The BoE’s commentary on sequencing between quantitative easing (QE) and rate hikes was strengthened, when it stated that rates will be the main policy tool and can start to rise even before the end of the QE programme. By de‑linking QE and the bank rate, there is more onus on using the bank rate to manage the cycle, and will result in a smaller balance sheet (of asset purchases) over the long term. It also confirmed that in the first instance it would allow maturing gilts to run off rather than engage in actively selling holdings, which would only take place after a 1.0% bank rate is reached.

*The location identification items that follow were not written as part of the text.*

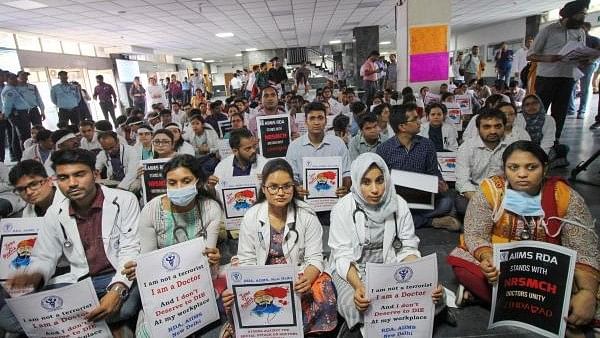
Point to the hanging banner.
(400, 295)
(153, 182)
(534, 286)
(60, 312)
(265, 304)
(274, 134)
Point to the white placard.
(400, 295)
(176, 289)
(265, 304)
(238, 194)
(59, 312)
(321, 176)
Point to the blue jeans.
(129, 309)
(442, 207)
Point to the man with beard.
(554, 82)
(481, 157)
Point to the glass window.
(71, 47)
(87, 49)
(7, 40)
(51, 46)
(28, 42)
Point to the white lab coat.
(344, 233)
(130, 161)
(449, 135)
(120, 213)
(255, 236)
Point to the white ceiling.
(188, 27)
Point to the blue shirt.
(65, 95)
(330, 146)
(420, 158)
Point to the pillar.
(422, 37)
(366, 39)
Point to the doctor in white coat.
(96, 229)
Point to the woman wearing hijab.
(540, 127)
(372, 224)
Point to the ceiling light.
(26, 4)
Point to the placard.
(454, 114)
(59, 312)
(447, 162)
(17, 239)
(237, 194)
(153, 182)
(274, 135)
(176, 289)
(321, 178)
(534, 286)
(265, 304)
(464, 102)
(400, 295)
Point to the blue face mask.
(182, 196)
(523, 204)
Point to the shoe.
(447, 222)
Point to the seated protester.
(443, 134)
(269, 106)
(33, 185)
(410, 152)
(480, 157)
(383, 112)
(41, 149)
(143, 146)
(31, 141)
(203, 139)
(89, 137)
(181, 146)
(215, 116)
(71, 231)
(266, 239)
(341, 127)
(119, 160)
(358, 109)
(367, 139)
(63, 139)
(540, 127)
(316, 143)
(382, 232)
(185, 212)
(237, 122)
(511, 207)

Despite the higher rate expectations, sterling has struggled to rally as the UK economy finds itself potentially in a stagflationary1 environment. The BoE has to begin to tighten policy into weaker growth and a supply side inflation shock, exemplified by the dramatic moves higher in inflation break-evens this week (now through 4% on the 10-year retail price index swaps – figure 2).
* 1 October 2021
Figure 2: dramatic moves higher in inflation expectations in the UK
Source: Bloomberg, Janus Henderson Investors, as at 6 October 2021.
Note: 10-year GBP Inflation Swap RPI Zero Coupon – the swap, based on the retail price index (RPI) in the UK, is commonly used by investment professionals for hedging purposes and is reflective of (or a measure of) the breakeven rate of inflation (ie, market expectations for inflation).
The calculus of risks for central banks is finely balanced
Similar to the central banks, we expect that many of the factors driving higher inflation presently will abate through time, we are mindful that supply chain challenges in particular have lasted longer than we had initially anticipated. With high prices expected to continue into the winter period, and into 2022, this leaves the calculus of risks for central banks finely balanced. On one hand, high prices will likely act as a drag on economic growth and should therefore abate as either demands drops to equalise with constrained supply, or supply eventually picks up. On the other hand, extended periods of higher prices pose a risk to the unanchoring of inflation expectations, which may result in a more persistent inflationary environment.
Central bankers are generally cautious creatures, but clearly the current environment has tilted their attitudes in a more hawkish direction and bond markets are in the midst of repricing to reflect this shift.
1 Stagflation: a relatively rare situation where rising inflation coincides with anaemic economic growth.